In een interview zegt de auteur dan ook: Dit verhaal is een min of meer waargebeurde familielegende waarvan ik graag zeg dat alles waar is, behalve die delen die niet waar zijn en die toch ook waar zijn. Voor Homer (junior) is het belangrijkste dat hij wil laten zien hoe en waarom zijn ouders – achterin het boek staan prachtige foto’s waarop Albert trouwens ontbreekt – zestig jaar bij elkaar bleven, terwijl ze het bijna nooit met elkaar eens waren.
Albert is dus de metafoor van de liefde. Een ontzettend grappige metafoor. Want Homer junior laat, via de terugreis van Albert, zien dat het huwelijksleven van zijn ouders werd geteisterd door storm en regen, om uiteindelijk toch terecht te komen in de zon van Florida. De twee raken betrokken bij een bankoverval, Elsie wordt ingezet als smokkelaar, ze komen in een orkaan terecht. Albert raakt gewond, Elsie wordt verpleegster. Het is allemaal erg veel om mee te maken in twee weken vakantietijd, maar die tijd wordt dan ook – door alle fantasieën achteraf – flink opgerekt.

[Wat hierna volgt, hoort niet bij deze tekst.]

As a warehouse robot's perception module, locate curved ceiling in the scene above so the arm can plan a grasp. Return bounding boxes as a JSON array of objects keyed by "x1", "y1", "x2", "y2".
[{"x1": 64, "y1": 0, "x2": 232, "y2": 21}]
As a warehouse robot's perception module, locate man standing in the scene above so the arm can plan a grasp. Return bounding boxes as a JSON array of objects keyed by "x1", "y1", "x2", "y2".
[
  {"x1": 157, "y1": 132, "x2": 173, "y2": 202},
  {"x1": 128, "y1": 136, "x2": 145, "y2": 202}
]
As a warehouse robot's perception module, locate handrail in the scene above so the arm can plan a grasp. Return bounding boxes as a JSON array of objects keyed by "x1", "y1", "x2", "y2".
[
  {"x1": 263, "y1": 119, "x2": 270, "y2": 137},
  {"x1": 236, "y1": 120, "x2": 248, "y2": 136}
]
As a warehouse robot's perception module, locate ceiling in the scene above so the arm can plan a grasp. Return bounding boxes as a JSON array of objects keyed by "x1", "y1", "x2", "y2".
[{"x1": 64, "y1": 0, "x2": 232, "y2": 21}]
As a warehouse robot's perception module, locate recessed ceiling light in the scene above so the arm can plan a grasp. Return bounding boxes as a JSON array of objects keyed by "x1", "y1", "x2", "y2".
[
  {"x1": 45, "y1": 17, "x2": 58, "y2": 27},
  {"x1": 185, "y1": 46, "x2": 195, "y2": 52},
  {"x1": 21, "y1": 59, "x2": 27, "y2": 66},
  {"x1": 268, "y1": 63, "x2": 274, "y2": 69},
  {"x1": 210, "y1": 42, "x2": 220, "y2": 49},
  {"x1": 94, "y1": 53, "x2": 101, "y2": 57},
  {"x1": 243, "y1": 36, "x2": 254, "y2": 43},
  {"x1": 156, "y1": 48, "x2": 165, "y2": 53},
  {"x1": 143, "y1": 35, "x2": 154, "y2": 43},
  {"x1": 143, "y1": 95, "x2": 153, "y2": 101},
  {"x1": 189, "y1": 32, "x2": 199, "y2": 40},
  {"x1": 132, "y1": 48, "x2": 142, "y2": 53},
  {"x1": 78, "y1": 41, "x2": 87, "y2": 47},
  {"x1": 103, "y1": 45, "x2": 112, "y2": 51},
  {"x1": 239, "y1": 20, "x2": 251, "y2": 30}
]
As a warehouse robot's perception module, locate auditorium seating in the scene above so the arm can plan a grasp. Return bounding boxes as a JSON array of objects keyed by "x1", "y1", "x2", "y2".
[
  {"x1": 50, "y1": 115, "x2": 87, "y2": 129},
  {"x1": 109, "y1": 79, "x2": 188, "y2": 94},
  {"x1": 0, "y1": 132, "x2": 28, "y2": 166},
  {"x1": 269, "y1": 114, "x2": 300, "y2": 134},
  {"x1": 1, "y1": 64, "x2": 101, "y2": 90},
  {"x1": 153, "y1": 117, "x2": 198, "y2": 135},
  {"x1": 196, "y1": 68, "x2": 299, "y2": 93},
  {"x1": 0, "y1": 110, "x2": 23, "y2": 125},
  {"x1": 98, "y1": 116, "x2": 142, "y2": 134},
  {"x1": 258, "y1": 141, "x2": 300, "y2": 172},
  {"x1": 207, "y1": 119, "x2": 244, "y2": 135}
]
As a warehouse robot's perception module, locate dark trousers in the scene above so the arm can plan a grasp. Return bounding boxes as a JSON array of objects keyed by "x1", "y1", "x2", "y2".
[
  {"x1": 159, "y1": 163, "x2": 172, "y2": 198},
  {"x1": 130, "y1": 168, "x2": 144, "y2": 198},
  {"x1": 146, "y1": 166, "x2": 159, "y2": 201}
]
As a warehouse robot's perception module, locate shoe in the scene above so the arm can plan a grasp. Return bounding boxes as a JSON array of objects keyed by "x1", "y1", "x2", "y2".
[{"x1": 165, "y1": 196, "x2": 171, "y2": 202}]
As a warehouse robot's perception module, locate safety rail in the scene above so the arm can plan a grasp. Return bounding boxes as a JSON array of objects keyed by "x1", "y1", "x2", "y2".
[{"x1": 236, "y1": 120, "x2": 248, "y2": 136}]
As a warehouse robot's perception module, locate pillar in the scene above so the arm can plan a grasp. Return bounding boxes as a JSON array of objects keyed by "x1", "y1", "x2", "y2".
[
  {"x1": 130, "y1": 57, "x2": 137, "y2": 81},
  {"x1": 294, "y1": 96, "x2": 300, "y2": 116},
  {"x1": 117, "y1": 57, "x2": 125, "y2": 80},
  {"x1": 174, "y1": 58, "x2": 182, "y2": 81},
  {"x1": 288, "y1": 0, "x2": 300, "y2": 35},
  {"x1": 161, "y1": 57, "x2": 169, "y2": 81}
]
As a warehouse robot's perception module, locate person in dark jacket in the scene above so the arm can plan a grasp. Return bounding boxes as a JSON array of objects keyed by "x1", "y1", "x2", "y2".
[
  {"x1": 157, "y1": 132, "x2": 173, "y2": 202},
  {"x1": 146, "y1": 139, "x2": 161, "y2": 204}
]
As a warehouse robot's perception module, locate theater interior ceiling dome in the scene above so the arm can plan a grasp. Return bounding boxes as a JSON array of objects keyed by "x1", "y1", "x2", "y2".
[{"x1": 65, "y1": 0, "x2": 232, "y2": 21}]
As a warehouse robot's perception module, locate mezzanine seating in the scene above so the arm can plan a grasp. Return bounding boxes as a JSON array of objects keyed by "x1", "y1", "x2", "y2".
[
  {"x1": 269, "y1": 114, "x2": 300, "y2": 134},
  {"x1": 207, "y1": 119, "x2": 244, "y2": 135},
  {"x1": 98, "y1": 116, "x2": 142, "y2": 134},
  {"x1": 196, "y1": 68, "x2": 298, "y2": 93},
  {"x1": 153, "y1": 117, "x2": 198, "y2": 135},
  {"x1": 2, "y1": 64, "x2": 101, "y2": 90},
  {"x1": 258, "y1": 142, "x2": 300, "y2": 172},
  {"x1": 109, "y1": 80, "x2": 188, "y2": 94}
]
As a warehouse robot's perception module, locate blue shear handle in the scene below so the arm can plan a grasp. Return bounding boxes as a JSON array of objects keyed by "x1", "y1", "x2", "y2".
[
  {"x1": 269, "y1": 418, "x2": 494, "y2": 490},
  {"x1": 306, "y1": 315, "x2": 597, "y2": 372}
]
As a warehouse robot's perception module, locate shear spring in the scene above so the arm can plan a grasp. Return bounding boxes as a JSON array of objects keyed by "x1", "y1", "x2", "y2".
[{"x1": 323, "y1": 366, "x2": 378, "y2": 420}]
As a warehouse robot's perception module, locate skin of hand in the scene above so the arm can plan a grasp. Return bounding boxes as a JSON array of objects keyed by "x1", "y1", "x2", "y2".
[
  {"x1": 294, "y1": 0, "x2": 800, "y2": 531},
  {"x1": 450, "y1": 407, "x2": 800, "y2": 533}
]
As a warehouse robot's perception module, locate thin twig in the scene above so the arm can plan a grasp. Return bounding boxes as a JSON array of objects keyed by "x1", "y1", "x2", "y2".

Het boek is amusant, hilarisch, vertederend. Doet af en toe denken aan De reis van Pi (Life of Pi) maar toch… af en toe, werd het mij iets te veel van het goede. Een paar avonturen minder had de relatie van Homer en Elsie niet minder hecht gemaakt.
Deze ‘klassieke driehoeksverhouding met alligator’, zoals het verhaal wordt getypeerd, is en blijft desondanks een charmant verhaal. Een familie-epos voor iedereen die het leven graag ziet als een sprookje dat eindigt op ‘lang en gelukkig’.
Een echt ontspanningsboek voor de vakantie.